But so what? We’re all guilty, right? Popular myths are surprisingly common. But as they say, ‘in the information age, ignorance is a choice’. We can no longer uncritically repeat embarrassing fictions with such blind confidence.
Business intelligence truisms that need revisiting
Myths and misconceptions are common in business intelligence (BI) too. Essentially they’re hangovers from a time when BI executed slow disk-based operations using structured, hierarchical query logic, and used all sorts of workarounds and compromises (cubes, data warehousing and reports) to deliver imperfectly on the promise of information at your fingertips.
Today, all the business intelligence action happens in user-driven ‘data discovery’, not IT-driven report compilation. In-memory calculations and associative query logic deliver lightning-quick answers, with the added bonus of a tiny BI footprint, so queries can be done on the fly on mobile devices. Tools are easy to use and visual, balanced with governance (data integrity and security) to satisfy IT’s need for control.

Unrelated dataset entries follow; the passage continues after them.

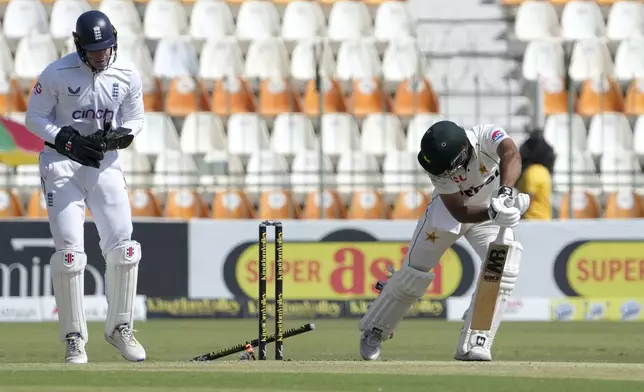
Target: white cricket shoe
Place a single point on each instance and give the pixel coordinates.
(370, 346)
(75, 350)
(123, 339)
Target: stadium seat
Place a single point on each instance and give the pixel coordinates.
(409, 204)
(393, 20)
(368, 97)
(543, 59)
(33, 54)
(278, 204)
(339, 133)
(175, 56)
(203, 132)
(600, 95)
(349, 20)
(257, 20)
(402, 60)
(231, 204)
(357, 171)
(609, 132)
(590, 59)
(293, 133)
(625, 20)
(23, 18)
(174, 169)
(334, 206)
(415, 95)
(367, 204)
(247, 134)
(557, 132)
(185, 96)
(536, 20)
(231, 96)
(266, 170)
(136, 168)
(357, 59)
(623, 204)
(305, 59)
(125, 14)
(221, 58)
(158, 135)
(417, 127)
(382, 133)
(266, 58)
(585, 206)
(164, 19)
(64, 14)
(211, 19)
(629, 60)
(277, 95)
(333, 98)
(582, 20)
(303, 20)
(309, 171)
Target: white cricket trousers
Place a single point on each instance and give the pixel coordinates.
(69, 187)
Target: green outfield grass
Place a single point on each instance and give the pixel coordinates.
(553, 357)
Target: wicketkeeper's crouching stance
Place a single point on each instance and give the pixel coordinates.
(473, 172)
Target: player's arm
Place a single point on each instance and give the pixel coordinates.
(43, 100)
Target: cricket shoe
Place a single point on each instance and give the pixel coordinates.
(75, 350)
(123, 339)
(370, 346)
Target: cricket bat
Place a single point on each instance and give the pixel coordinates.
(489, 283)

In the new world of data discovery – business intelligence that anyone can do, we no longer need to believe and evangelise the following outdated platitudes:
1. Only decision-making managers need business intelligence
The hierarchical architectures of older BI stems from a hierarchical view of the enterprise. Today, people at every level of the organisation have access to information and decision-making, increasing the need for a wider BI footprint.
2. Good reporting = good BI
Reporting is static information delivered to a large number of people or an organisation’s top echelons. It is impossible to ‘interrogate’, which is what good BI does.

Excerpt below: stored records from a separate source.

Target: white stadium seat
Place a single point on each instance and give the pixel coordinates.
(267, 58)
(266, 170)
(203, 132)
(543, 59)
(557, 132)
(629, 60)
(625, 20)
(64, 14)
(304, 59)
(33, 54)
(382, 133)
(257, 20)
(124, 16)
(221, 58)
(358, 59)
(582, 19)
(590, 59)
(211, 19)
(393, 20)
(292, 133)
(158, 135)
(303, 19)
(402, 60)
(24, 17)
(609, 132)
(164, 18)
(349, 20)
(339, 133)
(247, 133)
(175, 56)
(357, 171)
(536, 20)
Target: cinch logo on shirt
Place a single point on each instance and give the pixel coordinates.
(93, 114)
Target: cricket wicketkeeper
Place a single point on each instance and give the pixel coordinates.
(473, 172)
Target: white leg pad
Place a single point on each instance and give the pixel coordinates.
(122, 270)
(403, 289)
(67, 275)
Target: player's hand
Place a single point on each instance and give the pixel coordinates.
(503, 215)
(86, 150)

3. Fast in-memory business intelligence will fix the adoption problem
In-memory BI is important for sure. But speed alone won’t fix the problem of poor BI adoption if usability and desirability isn’t addressed as well. Make it fast, easy and flexible, and you just might be in business.
4. We don’t have the analytical skills
Why pay analysts or data scientists to interpret data? Human have evolved natural analytical capabilities, including pattern recognition (distinguishing between clumps and single dots), outlier detection (noticing something different about a room) and categorisation (relevance detection). Tools should adapt to leverage this.
5. We need more visuals to help people “get” data
Yes, visualisations merit a lot of attention by vendors, but a picture alone is not sufficient. Some tools have gorgeous visualisations but don’t allow drilling down into data sets, and obviously that is anathema with today’s gadget-empowered, Internet-informed, application-savvy employee-consumers.
6. Better access to data = better decision-making
Actually, having all the information in the world at their disposal did not help bankers to avert the sub-prime mortgage catastrophe and 2009 financial crash. One needs to be able to use data to gain insight.
New rules, new tools
Visionary author Malcolm Gladwell has said it takes around 10 000 hours of practise to attain mastery. The goal of BI vendors should be to take that out of the equation with tools that enable quick mastery.
That age is already upon us with business discovery platforms that deliver timeous, high-value, intuitive analytics for the many. The age-old ideas of business intelligence simply don’t cut it anymore.
* Based on a keynote delivery at the Visualise Your World conference (Johannesburg, 11th Nov 2014).